Creches depict more than the Nativity at Center for Faith & the Arts
By Spencer Dixon
For the Salisbury Post
SALISBURY — The Center of the Faith and Arts is hosting a special Christmas exhibit this year. Nick Bishop’s creche collection is on display for the first time in nearly 10 years, through Jan. 6.
The exhibit contains 150 creches from 50 different countries.
“It’s an amazing collection from around the world that can generate a lot of interest in the community,” said Andi Cantrell, executive director of the center.
Bishop, of Spencer, says his parents started the collection after World War II. His parents, Kenneth and Ruth Bishop, were living in Chicago when his father complained about not having a real Christmas because of the absence of a putz house — the Pennsylvania Dutch term for a Nativity scene.
According to Bishop, his mother was walking down the street when she saw a paper Nativity scene or creche in a store window. She entered the store to discover the creche was only a display, but she talked the owner into selling the piece. On Christmas, she gave the creche to her husband, beginning their ever-growing collection.
After Nick Bishop’s birth, the collection began to grow rapidly because of the network of friends, missionaries and students the family developed. As people traveled, they would buy creches to bring back to the Bishop family.
After years of collecting, the Bishop family began to display the creches all around the central East Coast from Pennsylvania to North Carolina.
Today, Bishop’s full collection is around 200 creches, but only 150 are on display at the exhibit. The scenes are created from a wide variety of materials including ceramic, coal, clay, plastic, wood, bamboo, glass, corn husks and palm straw.
Bishop believes the event is a wonderful experience for the community. “You don’t have to be an art expert to enjoy the creches, since most of them are folk art,” he said.
The creches are not organized in a specific order, but it works to the advantage of the exhibit. Creches differ according to the country and religious background from which the piece originates, so the seemingly sporadic order allows viewers to see the differences between creches and cultures.
For instance, the animals present in the scenes differ by the region from which the creche originates. In African creches, sheep and camels are present, while in South American crèches, llamas and goats are more common.
The gifts presented to the newborn Jesus differ, as well. The Japanese creche shows the three wise men presenting radishes and wood to the baby, while the Nigerian creche shows the men presenting bags of gold to the baby.
The bed that Jesus rests in changes from creche to crèche, as well. Baskets, mangers, a cloth on the ground, or wrapped in Mary’s arms are all depicted within the various creches.

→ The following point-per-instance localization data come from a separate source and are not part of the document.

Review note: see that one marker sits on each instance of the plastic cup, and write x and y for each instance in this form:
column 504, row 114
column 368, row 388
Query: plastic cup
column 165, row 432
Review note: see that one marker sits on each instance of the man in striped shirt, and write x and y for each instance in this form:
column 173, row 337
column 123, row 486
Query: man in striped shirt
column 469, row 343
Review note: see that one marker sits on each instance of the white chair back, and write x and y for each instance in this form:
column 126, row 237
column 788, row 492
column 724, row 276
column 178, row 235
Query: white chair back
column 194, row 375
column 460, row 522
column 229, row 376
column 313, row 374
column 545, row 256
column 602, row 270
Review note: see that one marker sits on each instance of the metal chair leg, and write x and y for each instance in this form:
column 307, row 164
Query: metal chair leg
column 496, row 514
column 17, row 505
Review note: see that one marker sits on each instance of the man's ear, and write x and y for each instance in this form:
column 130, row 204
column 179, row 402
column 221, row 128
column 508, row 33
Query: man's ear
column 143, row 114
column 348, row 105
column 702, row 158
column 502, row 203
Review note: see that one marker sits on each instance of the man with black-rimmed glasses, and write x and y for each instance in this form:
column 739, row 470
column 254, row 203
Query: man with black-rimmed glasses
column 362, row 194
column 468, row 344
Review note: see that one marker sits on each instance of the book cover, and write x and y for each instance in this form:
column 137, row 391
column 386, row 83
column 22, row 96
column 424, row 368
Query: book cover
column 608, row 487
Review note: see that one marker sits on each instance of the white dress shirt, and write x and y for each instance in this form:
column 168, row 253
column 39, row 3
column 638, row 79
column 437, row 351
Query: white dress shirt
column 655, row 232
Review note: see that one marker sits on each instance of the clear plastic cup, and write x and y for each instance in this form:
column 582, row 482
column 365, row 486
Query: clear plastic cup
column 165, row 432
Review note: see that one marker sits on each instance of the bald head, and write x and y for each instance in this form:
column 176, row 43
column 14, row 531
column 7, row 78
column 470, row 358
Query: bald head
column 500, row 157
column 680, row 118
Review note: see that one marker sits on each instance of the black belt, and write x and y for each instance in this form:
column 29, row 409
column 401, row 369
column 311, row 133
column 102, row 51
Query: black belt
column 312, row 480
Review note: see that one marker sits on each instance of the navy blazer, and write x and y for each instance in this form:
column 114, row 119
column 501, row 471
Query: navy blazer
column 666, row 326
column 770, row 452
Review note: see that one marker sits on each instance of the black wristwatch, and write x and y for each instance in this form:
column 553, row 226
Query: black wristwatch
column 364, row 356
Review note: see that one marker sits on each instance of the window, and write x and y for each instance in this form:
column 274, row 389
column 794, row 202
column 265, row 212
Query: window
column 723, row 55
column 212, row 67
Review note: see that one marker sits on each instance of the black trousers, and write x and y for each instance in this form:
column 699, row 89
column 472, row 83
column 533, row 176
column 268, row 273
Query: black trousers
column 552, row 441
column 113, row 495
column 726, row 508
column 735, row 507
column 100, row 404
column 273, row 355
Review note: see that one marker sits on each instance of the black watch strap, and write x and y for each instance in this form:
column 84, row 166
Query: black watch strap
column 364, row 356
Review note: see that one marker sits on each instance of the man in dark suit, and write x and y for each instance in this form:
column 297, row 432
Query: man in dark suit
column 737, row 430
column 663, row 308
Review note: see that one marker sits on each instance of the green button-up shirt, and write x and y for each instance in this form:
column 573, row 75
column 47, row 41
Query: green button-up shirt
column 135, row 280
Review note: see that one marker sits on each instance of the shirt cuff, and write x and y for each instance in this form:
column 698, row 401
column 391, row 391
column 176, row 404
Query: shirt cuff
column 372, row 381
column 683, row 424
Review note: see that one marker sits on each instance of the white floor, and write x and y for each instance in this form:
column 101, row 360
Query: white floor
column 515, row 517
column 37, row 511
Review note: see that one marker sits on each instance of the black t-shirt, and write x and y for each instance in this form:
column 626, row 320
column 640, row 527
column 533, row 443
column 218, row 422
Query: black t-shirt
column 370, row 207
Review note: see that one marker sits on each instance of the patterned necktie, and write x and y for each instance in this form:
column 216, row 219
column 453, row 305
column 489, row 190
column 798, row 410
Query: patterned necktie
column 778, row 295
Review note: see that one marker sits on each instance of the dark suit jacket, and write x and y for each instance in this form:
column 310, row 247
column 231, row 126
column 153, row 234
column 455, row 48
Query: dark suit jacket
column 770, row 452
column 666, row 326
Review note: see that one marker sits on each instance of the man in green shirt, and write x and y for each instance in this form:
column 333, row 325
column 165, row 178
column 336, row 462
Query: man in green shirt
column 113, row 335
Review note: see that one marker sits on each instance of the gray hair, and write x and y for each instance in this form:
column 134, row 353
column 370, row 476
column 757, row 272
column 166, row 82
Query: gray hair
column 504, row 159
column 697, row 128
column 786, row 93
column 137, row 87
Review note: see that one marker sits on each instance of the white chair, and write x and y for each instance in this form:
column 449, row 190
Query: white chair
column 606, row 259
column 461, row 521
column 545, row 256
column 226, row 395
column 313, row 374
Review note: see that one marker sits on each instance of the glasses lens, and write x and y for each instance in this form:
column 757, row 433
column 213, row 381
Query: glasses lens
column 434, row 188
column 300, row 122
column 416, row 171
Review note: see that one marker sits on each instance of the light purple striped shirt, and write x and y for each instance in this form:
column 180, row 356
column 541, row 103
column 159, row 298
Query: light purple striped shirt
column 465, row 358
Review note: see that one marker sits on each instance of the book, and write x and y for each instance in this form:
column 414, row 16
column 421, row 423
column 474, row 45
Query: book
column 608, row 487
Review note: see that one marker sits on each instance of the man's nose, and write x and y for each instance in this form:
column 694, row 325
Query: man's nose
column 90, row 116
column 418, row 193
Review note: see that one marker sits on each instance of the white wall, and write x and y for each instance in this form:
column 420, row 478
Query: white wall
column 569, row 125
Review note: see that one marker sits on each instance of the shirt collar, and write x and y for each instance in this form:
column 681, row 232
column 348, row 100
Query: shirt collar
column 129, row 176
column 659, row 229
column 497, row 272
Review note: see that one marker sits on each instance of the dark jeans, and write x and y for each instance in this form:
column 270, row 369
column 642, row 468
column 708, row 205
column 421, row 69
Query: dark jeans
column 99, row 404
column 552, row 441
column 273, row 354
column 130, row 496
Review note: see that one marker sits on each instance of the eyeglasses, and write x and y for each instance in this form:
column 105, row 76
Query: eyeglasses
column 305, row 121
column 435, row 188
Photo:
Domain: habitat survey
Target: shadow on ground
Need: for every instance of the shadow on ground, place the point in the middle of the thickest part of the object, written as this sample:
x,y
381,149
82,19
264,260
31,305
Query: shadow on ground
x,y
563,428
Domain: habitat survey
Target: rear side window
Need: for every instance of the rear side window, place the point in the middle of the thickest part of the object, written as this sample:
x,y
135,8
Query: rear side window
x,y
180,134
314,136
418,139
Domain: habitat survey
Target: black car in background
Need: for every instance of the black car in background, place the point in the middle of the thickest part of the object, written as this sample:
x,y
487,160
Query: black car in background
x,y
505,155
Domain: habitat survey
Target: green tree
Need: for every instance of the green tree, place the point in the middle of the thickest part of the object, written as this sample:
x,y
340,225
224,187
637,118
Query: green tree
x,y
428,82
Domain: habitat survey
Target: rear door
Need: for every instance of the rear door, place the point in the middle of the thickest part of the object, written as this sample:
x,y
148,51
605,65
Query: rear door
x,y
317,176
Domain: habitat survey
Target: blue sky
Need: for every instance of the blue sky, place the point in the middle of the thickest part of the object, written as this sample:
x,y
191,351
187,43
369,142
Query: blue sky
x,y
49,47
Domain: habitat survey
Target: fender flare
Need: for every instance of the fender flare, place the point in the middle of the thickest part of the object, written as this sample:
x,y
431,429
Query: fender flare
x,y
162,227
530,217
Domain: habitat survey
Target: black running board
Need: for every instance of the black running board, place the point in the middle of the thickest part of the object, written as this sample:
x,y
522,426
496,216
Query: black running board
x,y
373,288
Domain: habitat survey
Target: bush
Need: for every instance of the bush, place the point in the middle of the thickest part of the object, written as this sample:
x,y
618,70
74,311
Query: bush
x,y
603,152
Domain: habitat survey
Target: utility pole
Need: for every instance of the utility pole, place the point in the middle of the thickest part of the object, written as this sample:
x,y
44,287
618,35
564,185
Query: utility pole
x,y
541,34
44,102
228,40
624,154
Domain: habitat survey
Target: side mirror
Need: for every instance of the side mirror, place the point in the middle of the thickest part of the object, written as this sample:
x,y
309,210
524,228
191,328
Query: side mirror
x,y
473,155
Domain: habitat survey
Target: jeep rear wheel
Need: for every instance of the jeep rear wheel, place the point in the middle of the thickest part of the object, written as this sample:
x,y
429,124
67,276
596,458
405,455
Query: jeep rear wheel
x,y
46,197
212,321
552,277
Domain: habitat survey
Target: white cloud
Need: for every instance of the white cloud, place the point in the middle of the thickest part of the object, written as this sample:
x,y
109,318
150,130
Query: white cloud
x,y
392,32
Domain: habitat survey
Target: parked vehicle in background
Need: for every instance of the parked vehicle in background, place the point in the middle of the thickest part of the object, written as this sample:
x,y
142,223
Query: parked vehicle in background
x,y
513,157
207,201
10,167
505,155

In addition to region, different denominations of Christianity influence the creches as well. The Catholic-influenced creches usually include angels in the scene, while Eastern Orthodox creches concentrate on the wise men’s arrival.
The differences between the creches are countless and demonstrate how a classic story can have different interpretations based on the region and religious influences.
Bishop loves the diversity of his collection and believes it’s the most attractive aspect of the exhibit. He said, “The exhibit is here to explore what catches your eye and intrigues you.”
The exhibit is open every Tuesday and Wednesday from 3 to 6 p.m. up until Christmas, but groups are welcome to call the Center of the Faith and Arts to arrange an alternative time to view the exhibit. Bishop is available for personal tours, as well.
The Center of Faith and Arts has scheduled multiple special events associated with the exhibit.
On Dec. 24 from 6 to 8 p.m., the creche exhibit will be lit with only candles to create a meditative atmosphere for viewers.
The center will have a final open house on Jan. 6 before closing the exhibit for the season.